The Next Chapter – Part Two

The Next Chapter – Part Two

Plans can suddenly and unexpectedly change. We must be mindful of the stress that causes and adjust our medicine appropriately.

A day before my husband at the time was set to move to Reno, NV he received a voicemail from his new HR manager informing him that he needed to return her call as soon as possible. He stepped outside of the restaurant, and as I watched him on the phone I could tell something was wrong. He walked back in only far enough to motion for me that I needed to join him outside.

It was there that he broke the news to me.

 

A Change In Plans

The job that he had been hired for had been changed.

The German CEO had decided that the job should be in Germany, and not America.

His Reno position had been eliminated.

Instead of a new job, my husband at the time would be receiving a severance package.

There was nothing we could do.

A wave of emotions flooded through me, and I tried to handle them as gracefully as I could. He mentioned that both his new manager and his new HR were on the phone with him, and they both sounded distraught. They wanted him for this position. It was a perfect fit. But the German CEO believed that the job belonged in Germany. They gave us about twelve hours of advanced warning before his move.

 

A Panic Attack

We walked back into the restaurant where we were with my friend. When my food arrived, I couldn’t eat. I looked at my order and thought I was going to vomit. I knew I needed to leave the crowded restaurant and process the news. I grabbed my cell phone and informed my husband at the time that I was going to call my mom. As soon as I was outside of the restaurant, I sprinted out of sight.

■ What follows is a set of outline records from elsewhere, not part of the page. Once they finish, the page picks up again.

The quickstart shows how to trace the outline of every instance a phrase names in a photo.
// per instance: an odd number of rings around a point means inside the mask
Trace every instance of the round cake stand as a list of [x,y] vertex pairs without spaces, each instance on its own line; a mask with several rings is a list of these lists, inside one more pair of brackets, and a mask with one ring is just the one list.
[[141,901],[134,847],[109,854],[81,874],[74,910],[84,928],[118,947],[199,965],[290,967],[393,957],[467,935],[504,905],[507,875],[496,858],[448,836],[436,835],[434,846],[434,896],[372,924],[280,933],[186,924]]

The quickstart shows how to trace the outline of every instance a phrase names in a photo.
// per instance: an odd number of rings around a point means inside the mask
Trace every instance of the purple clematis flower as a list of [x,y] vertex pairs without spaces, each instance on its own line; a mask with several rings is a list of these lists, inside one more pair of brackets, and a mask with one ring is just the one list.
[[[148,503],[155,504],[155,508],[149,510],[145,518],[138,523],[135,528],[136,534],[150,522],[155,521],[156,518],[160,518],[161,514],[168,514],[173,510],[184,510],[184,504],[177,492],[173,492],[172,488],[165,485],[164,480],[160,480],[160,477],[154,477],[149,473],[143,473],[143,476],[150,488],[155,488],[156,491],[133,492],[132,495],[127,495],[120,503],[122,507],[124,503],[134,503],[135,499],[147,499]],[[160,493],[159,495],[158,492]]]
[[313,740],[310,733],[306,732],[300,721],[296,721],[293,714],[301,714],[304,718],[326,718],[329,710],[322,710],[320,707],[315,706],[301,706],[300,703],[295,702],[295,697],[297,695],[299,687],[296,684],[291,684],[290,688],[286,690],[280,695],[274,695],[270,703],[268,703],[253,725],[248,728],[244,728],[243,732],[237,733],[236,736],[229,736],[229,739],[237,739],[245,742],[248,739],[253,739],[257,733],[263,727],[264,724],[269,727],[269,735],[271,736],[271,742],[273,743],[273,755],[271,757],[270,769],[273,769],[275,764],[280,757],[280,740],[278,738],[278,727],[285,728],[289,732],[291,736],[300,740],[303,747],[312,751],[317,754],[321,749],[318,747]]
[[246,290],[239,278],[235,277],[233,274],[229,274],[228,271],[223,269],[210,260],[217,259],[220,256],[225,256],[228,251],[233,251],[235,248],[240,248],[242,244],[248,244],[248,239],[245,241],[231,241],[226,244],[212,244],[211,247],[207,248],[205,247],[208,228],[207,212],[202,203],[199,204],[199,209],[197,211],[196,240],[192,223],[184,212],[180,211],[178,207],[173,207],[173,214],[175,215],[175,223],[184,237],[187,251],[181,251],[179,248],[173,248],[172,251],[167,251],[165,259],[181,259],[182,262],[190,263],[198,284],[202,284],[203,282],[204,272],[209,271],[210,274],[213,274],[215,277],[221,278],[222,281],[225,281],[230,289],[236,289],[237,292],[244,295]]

I felt a panic attack coming on. I found a random tree and sat down, failing at controlling my breath. One of the ticket scalpers saw me and attempted to comfort me by offering me his unopened beer. I’m thankful my mom had more practical advice.

“Amber. Take more hydrocortisone. Now.

The National Adrenal Disease Foundation defines an Adrenal Crisis as “the result of an extreme physical or emotional stress that does not get the necessary steroid coverage to meet that stress.” My mom was determined to not let this unexpected extreme emotional stress spiral me towards a full blown Adrenal Crisis.

 

The Need for Additional Cortisol

Taking additional cortisol during that moment did not numb my pain. It did not reduce the shock of the news. What it did do was enable me to respond appropriately. The inappropriate response was my refusal to eat any food. It was the uncontrollable sobbing to the point where I could not breathe. It was that dangerous unsafe voice tempting me to hurt myself. That was my life before I was properly diagnosed with Adrenal Insufficiency.

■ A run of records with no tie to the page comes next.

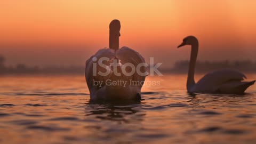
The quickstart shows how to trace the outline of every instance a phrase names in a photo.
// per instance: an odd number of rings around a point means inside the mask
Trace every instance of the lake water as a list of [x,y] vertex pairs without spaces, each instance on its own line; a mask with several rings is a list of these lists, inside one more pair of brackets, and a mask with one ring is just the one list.
[[256,85],[189,95],[186,75],[146,81],[160,85],[140,102],[91,103],[83,76],[1,76],[0,143],[256,143]]

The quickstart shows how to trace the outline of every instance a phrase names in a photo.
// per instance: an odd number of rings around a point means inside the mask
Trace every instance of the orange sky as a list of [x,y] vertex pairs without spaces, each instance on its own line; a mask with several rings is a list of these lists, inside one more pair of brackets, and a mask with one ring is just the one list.
[[108,46],[118,19],[120,46],[165,67],[189,59],[188,49],[176,49],[188,35],[199,41],[198,59],[255,60],[255,7],[252,0],[1,1],[0,54],[8,65],[84,65]]

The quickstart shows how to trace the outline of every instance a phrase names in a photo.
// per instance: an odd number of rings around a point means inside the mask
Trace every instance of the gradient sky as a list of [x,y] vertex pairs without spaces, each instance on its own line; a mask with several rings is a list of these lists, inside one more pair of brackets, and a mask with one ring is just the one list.
[[189,59],[177,46],[187,35],[199,41],[198,59],[255,60],[256,1],[0,1],[0,54],[7,65],[84,65],[108,46],[108,26],[121,22],[120,46],[172,67]]

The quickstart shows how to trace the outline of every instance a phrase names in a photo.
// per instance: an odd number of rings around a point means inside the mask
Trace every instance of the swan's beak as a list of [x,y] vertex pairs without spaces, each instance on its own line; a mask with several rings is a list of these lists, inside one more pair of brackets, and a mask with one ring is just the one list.
[[177,47],[177,48],[179,48],[179,47],[181,47],[181,46],[184,46],[184,45],[186,45],[186,43],[184,43],[184,42],[183,42],[183,43],[182,43],[181,44],[180,44],[180,45]]

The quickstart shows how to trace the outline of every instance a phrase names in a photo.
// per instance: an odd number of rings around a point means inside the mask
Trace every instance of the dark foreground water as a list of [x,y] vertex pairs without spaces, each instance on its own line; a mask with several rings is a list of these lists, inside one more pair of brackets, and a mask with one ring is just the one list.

With proper cortisol coverage, tears were still shed. The shock was still real. The hurt was still there. But the doom was lessened.

 

A Note on Self-Harm

I mentioned self-harm in the post above. I want to inform my readers that I am safe. I have a good network of support that regularly check in on me. Before I was properly diagnosed with Adrenal Insufficiency, I struggled with a dangerous voice inside my head that would tempt me to hurt myself. A few times, I would listen to it. A few times, my mom would have to come in and forcibly stop me.

With proper cortisol coverage, that voice is silenced.

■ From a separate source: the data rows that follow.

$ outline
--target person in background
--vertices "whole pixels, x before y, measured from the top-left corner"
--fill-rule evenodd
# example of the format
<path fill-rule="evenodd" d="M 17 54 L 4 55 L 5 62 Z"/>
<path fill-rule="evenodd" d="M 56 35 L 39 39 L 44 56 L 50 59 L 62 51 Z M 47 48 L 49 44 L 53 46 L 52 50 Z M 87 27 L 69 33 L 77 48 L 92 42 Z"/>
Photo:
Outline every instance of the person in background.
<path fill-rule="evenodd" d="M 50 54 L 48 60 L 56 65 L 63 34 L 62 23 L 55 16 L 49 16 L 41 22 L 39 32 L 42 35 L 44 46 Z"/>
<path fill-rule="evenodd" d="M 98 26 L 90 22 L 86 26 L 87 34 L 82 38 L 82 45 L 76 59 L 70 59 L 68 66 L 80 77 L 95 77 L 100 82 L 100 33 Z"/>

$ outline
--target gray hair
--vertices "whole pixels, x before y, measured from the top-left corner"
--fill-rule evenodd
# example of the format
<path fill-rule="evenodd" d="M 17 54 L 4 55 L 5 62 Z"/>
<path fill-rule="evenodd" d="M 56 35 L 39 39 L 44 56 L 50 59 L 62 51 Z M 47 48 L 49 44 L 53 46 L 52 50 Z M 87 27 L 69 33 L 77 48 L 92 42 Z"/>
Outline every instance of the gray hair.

If I am ever overwhelmed while running low on cortisol, that unsafe voice returns. I am learning to recognize it quicker and react. I seek out help. I speak openly about it. By speaking openly, I can have accountability. Through accountability, I can remain Clearly Alive.

If you are struggling, know that you are not alone and do not be afraid to seek help.

I want us all to remain Clearly Alive.